Sometimes, it is not a question of remaining calm and equinaminous; sometimes, as a mother of an autistic child you have no choice.
All day, every day, you have to keep things stable and organised; be the strong, silent backdrop to their anxieties, willful escapades and particular compulsions. Guide them back to their normal and through our normal. But sometimes the ice cap covering their middle-man threatens to crawl in upon your own inner space and your own heart fires up to counter this plan to freeze you between their millstone brain and their churning hash of will.
If you have a child with so-called high-functioning autism, it’s always the deficient “theory of mind” that will break you up in the end. I have it in my sister (worse) and my father (less), too. It is truly almost untennable to live amongst such thrashing blades of their internal logic that has no inkling of another I's feelings: the sparks that fly off their one-track shears, a mind stuck in the mud of me, which ploughs on and on for me, me, me.
I try to cling onto wisdom and beauty in this bed of insanity but in the dark of night it makes for a migraine. For to live without true empathy (not the adopted mannerisms of common courtesy) is to be as a frost giant. The loving heart may then, upon occasion rage to toss this monstrosity over the cliff into a bottomless ravine. Such a force of the head does not belong on the shoulders of Man. It’s not the child one hates, but their autism. And yes, for a few moments it is seething hatred, for it comes with a passion that is driven to make people shine with the beauty of spirit, not the veneer of a mind-programme.

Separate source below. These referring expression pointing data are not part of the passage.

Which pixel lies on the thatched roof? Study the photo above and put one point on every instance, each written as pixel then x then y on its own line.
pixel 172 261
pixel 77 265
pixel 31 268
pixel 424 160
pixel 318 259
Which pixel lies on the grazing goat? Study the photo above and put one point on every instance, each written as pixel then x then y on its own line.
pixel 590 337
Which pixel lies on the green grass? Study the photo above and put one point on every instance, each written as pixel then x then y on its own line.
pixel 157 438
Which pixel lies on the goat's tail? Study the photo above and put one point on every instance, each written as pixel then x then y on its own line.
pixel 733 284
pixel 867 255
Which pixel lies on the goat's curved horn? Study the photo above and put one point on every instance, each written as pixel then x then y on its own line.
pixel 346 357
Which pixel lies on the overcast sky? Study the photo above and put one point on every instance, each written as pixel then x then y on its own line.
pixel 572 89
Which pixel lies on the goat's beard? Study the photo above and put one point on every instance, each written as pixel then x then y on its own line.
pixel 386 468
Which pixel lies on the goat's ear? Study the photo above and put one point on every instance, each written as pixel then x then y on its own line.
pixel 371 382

Then it all bubbles back down into the reduction of your failing self. Somehow you got yourself into this mess, and somehow you are going to have to find an elegant way out. A line of a song comes to mind and seems cuttingly appropriate, "stuck in the middle with me." ... There is always to be getting on with getting unstuck yourself.
So back to work on me! Remains the truth about autism that it's never fair.
The parents, and mothers, daughters and wives - the women especially - who live with carriers of autism, however, tend to find themselves bitterly alone, and unsupported at the centre of the heart. Even autism-support groups are about more talk and remaining sensible.
Even so, all by yourself, you have to take heart and keep on walking through the fields of hope, with pain in your pockets and your true mind under your arm.